Lo he dicho sin humor. Estremeciéndome.
*
El mozo marroquí tarda en llegar. Mientras espero, escribo desganadamente en mi diario:
«Es mayo, estoy en París y nada justifica la tristeza. Viene de lejos. Viene como yo, de viaje en viaje. Son años, cuántos no sé, tampoco importa, de dormirme en un sitio y despertarme en otro. He sabido ganármela, esta arrebatadora libertad, la gano con mi ridículo trabajo y no hay mañana que no sienta, con la primera luz, cómo se abre el mundo para que yo lo viaje, sin detenerme nunca…».
Hace más frío. Una corriente de aire. Las cortinas se mueven levemente. El ventanal está cerrado. El aire que agita las cortinas viene de la puerta. No la he oído abrirse, pero mi amigo de Marruecos tiene paso de gato, lo divierte sobresaltarme, aparecer de pronto, tan alto y silencioso, con la bandeja que sostiene como un malabarista de feria.
Me doy vuelta, sonriendo.
En el cuarto hay un hombre joven, pálido y vestido de negro, con una tortuga en una mano y en la otra un revólver que me apunta.
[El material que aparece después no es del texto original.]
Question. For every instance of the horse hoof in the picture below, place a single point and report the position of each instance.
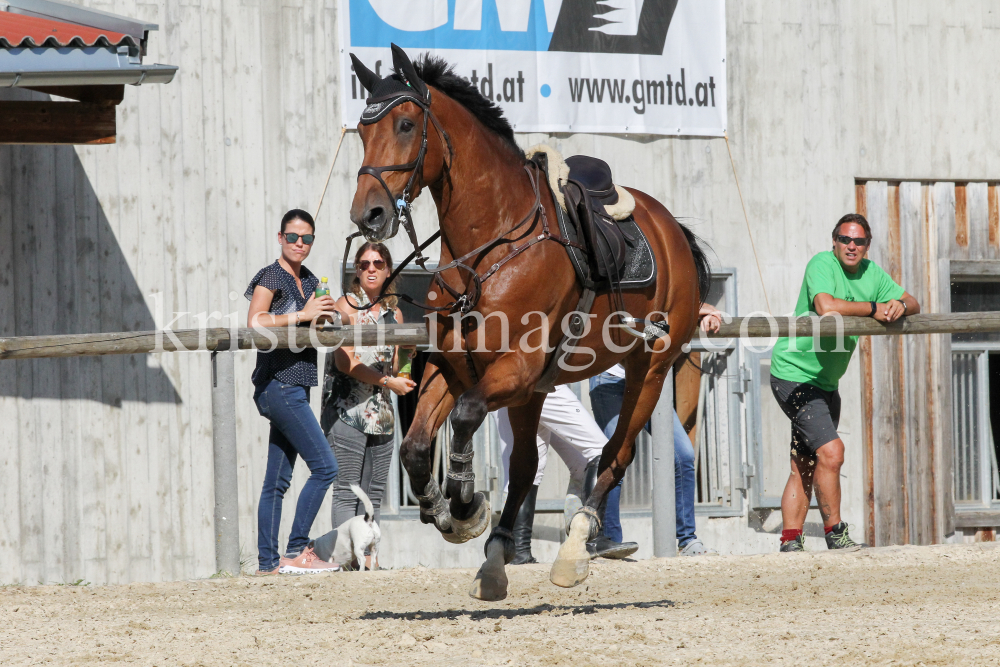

Suena un disparo. Grito, cierro los ojos, me echo para atrás. La taza vacía, los platos y la jarra del desayuno se derrumban conmigo en un estrépito de porcelana rota. Luego, el silencio.
Cuando abro los ojos, veo al hombre aún de pie frente a mí. Veo que resbala en el aire, plegándose, hasta caer al piso.
Tiene la cara blanca, la cara blanca y lisa de un príncipe de mármol, dormida sobre el almohadón de su féretro. Pero hay sangre en el pecho, sangre en la alfombra.
El hombre es Didier Lévy.
Ahora estoy inclinada sobre el muerto. Me veo claramente. Le toco los labios. Veo la sangre en la punta de mis dedos. Veo la tortuga que se arrastra hacia mis botas. La levanto.
En el cuarto del hotel de la Rue Bayard, en camisón y botas, con una tortuga en los brazos, me veo esperando.
Esperando que llegue el mozo marroquí, el café y la vida de siempre.